Playwright: Creola Thomas
At: ETA Creative Arts Foundation, 7558 S. South Chicago Ave.
Phone: (773) 752-3955; $25
Runs through: Feb. 22
The 1940 census figures for the town of Belzoni, Miss., show its population at that time to have been just over 3,000 citizens, and while negroes were fully represented by those figures, 'Jim Crow' laws severely restricted their legal and social mobility. Those in power were scarcely better off, oppressed by economic devastation and archaic values. In this Dickensian environment, events and coincidences unthinkable to our modern sensibilities become suddenly plausible.
By 1969, the setting of Creola Thomas' play, only four of the slatternly Mama Carter's five daughters are still living. The surviving siblings include pious Lillian, romantic Ruby, smart Sarah and recently divorced Helen.
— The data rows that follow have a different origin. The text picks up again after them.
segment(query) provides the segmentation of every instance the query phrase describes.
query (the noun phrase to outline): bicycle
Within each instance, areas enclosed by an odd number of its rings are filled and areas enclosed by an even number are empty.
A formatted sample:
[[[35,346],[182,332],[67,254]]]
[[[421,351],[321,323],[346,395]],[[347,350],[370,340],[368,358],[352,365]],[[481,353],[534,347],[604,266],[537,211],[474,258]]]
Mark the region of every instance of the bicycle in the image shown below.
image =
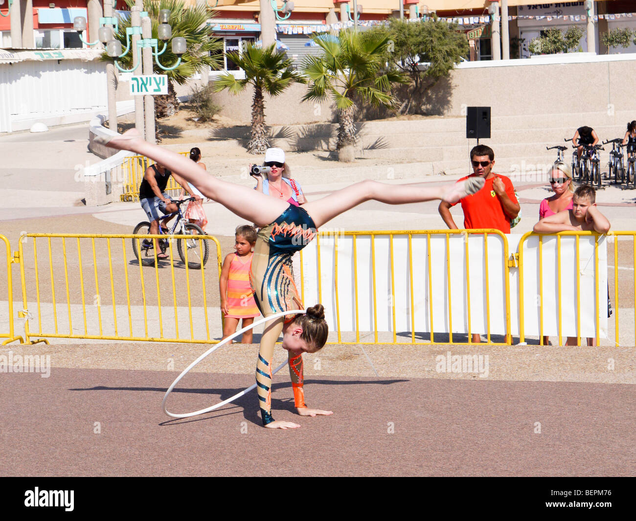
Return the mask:
[[[629,146],[628,144],[625,145],[627,146],[627,174],[626,179],[625,179],[625,186],[629,186],[630,184],[633,184],[633,188],[636,188],[636,155],[634,154],[634,149]]]
[[[555,163],[565,163],[565,157],[564,157],[565,154],[563,154],[563,152],[567,150],[567,146],[562,146],[561,145],[556,145],[556,146],[546,146],[546,150],[551,150],[553,148],[556,148],[556,160],[555,162]],[[572,172],[572,174],[574,175],[574,171]]]
[[[168,247],[171,246],[173,240],[172,235],[207,235],[201,227],[194,223],[188,223],[187,219],[183,216],[181,211],[181,205],[184,203],[195,200],[194,197],[189,197],[183,200],[173,200],[177,205],[177,211],[162,217],[159,220],[163,221],[170,218],[172,216],[176,216],[174,224],[172,228],[166,233],[159,226],[160,235],[167,235],[170,236],[169,239],[152,239],[152,238],[133,238],[132,251],[135,253],[137,260],[142,266],[154,266],[155,260],[158,254],[155,251],[155,243],[156,242],[159,246],[161,253],[165,253]],[[149,235],[150,223],[144,221],[139,223],[135,226],[133,234],[135,235]],[[207,262],[207,258],[209,256],[209,245],[207,239],[189,239],[187,238],[174,238],[177,241],[177,251],[181,261],[185,264],[186,255],[188,255],[188,267],[193,270],[200,269],[202,266],[205,265]]]
[[[600,157],[598,155],[599,150],[605,150],[603,145],[583,145],[586,148],[586,155],[588,157],[590,162],[590,175],[588,177],[588,182],[594,186],[597,190],[602,188],[600,179]]]
[[[616,139],[608,139],[603,142],[603,144],[612,144],[612,149],[609,152],[609,162],[607,163],[607,177],[611,182],[613,174],[614,182],[617,184],[621,184],[625,182],[625,157],[621,153],[621,147],[623,146],[622,142],[623,139],[620,137]]]
[[[571,141],[572,139],[568,139],[567,137],[563,139],[564,141]],[[574,181],[580,181],[581,176],[583,173],[583,165],[581,164],[581,158],[579,157],[578,153],[577,153],[576,147],[573,147],[575,149],[574,151],[572,153],[572,180]]]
Together with Lillian's genially unemployed husband, they share a shabby house and the scorn of their neighbors. But Sarah believes herself to be the spawn of a rich white man, now on his deathbed, and is accumulating evidence—some actual and some fabricated—toward proving it, chief among which is the diary of the late Mama Carter. But when that chronicle is finally brought to light, questions of inheritance are not the only matters plunged into upheavel by the secrets revealed therein.
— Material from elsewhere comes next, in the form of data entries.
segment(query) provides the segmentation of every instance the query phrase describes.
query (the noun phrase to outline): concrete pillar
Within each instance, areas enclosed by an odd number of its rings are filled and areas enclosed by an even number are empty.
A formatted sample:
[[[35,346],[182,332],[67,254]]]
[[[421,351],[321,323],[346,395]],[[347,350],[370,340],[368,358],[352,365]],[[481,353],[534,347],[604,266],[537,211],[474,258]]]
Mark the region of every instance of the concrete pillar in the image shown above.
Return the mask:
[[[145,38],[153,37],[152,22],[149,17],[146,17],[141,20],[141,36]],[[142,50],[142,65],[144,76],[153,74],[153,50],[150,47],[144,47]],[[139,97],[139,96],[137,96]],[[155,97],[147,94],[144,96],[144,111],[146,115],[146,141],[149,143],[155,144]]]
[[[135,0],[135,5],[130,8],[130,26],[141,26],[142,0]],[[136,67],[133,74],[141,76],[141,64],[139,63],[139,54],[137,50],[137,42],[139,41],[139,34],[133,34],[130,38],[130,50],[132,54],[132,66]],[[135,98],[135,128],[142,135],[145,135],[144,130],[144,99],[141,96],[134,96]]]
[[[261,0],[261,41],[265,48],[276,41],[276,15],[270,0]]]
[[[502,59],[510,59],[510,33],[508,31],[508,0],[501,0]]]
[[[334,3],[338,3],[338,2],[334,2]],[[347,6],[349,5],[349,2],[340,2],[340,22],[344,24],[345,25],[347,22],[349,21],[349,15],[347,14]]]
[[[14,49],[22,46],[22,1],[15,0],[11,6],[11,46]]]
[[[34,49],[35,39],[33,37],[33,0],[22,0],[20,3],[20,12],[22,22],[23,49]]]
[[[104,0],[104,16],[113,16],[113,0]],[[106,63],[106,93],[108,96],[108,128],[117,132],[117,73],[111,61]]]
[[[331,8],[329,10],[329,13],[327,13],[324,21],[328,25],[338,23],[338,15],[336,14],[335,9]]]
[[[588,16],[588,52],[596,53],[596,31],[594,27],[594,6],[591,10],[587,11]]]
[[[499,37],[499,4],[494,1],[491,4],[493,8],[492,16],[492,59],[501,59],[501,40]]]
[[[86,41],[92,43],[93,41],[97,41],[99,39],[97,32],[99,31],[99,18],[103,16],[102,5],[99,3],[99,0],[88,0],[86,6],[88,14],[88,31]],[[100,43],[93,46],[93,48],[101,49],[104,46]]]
Though the idiom of America's southern states is noteworthy for its extravagant reiteration, Thomas' text is in need of some editing before fulfilling its destiny as an African-American Crimes Of The Heart. Under Mignon McPherson Nance's direction, however, the company assembled for this ETA production argue the reasons for each character's individual choices, imposing intelligence and compassion on archetypes well-documented in historical fact, but nowadays easily reduced to comic-book flatness. And as with Beth Henley, what is important is that we LIKE these women and WANT their stories to end happily—or, at least, to offer the promise of better days to come.
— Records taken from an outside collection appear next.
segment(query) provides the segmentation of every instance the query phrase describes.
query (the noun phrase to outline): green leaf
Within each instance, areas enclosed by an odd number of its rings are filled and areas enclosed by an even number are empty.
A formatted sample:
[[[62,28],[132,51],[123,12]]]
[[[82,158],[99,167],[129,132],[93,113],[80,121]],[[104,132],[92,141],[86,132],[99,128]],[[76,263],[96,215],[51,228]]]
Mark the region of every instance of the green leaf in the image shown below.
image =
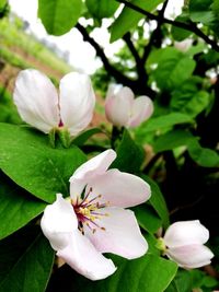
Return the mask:
[[[196,81],[187,80],[172,92],[171,108],[192,117],[200,114],[210,103],[210,95],[206,91],[199,91]]]
[[[212,0],[191,0],[189,1],[189,15],[194,22],[201,22],[209,24],[214,21],[215,16],[210,9]]]
[[[139,7],[146,11],[151,12],[164,0],[132,0],[130,1],[134,5]],[[129,8],[124,8],[118,17],[111,26],[111,43],[123,37],[127,32],[135,27],[138,22],[143,19],[145,15],[136,12]]]
[[[0,168],[46,202],[53,202],[57,192],[69,196],[69,178],[84,161],[77,147],[53,149],[38,131],[0,124]]]
[[[83,292],[163,292],[173,280],[177,265],[155,255],[134,260],[113,257],[117,271],[105,280],[91,282],[79,275],[67,275],[67,291]],[[64,267],[65,269],[65,267]],[[69,279],[71,277],[71,279]],[[60,282],[60,281],[59,281]]]
[[[54,250],[39,227],[23,229],[0,242],[0,291],[44,292]]]
[[[191,0],[189,15],[194,22],[200,22],[219,35],[218,0]]]
[[[1,9],[5,7],[7,3],[8,3],[8,0],[0,0],[0,11]]]
[[[91,138],[95,133],[103,133],[103,131],[100,128],[89,129],[82,132],[81,135],[77,136],[73,139],[72,144],[81,147],[87,142],[87,140],[89,140],[89,138]]]
[[[38,17],[51,35],[68,33],[82,11],[81,0],[38,0]]]
[[[127,130],[124,131],[116,152],[117,157],[111,165],[111,168],[119,168],[122,172],[128,173],[139,172],[145,159],[145,152],[135,143]]]
[[[163,55],[152,77],[159,89],[173,91],[192,75],[195,67],[196,62],[182,52],[166,55],[165,58]]]
[[[99,20],[111,17],[117,10],[119,3],[116,0],[85,0],[89,12]]]
[[[187,23],[189,21],[188,14],[183,12],[175,19],[175,21]],[[192,32],[176,26],[172,26],[172,35],[175,40],[181,42],[191,36]]]
[[[141,135],[150,132],[150,131],[159,131],[165,128],[173,127],[178,124],[192,122],[193,119],[188,115],[181,113],[171,113],[168,115],[153,117],[141,124],[140,127],[136,130],[136,132],[140,132]]]
[[[149,176],[143,175],[142,177],[151,187],[151,197],[150,197],[150,203],[153,207],[153,209],[159,214],[160,219],[162,220],[164,229],[166,229],[170,225],[170,219],[169,219],[169,211],[165,203],[165,200],[163,198],[163,195],[159,188],[159,186],[155,184],[153,179],[151,179]]]
[[[219,155],[216,151],[203,148],[197,139],[193,139],[188,144],[191,157],[200,166],[217,167],[219,166]]]
[[[0,240],[21,229],[45,209],[46,203],[31,197],[0,174]]]
[[[173,150],[181,145],[187,145],[194,137],[191,132],[185,130],[172,130],[160,136],[153,143],[153,150],[155,153]]]
[[[154,234],[162,225],[161,219],[154,210],[148,205],[137,206],[134,209],[139,225],[151,234]]]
The Sisters From Belzoni might be dismissed as a 'chick play'—Thomas' portrayal of the Carter swains accurately reflect a culture where the men often have little to say in family matters. But if its baroque plot twists sometimes awaken nostalgic memories of prime-time television sudsers, they were also sufficient to render the customarily vocal opening-night audience uncommonly hushed in their eagerness to hear WHAT HAPPENS NEXT. And isn't that a good story's first duty?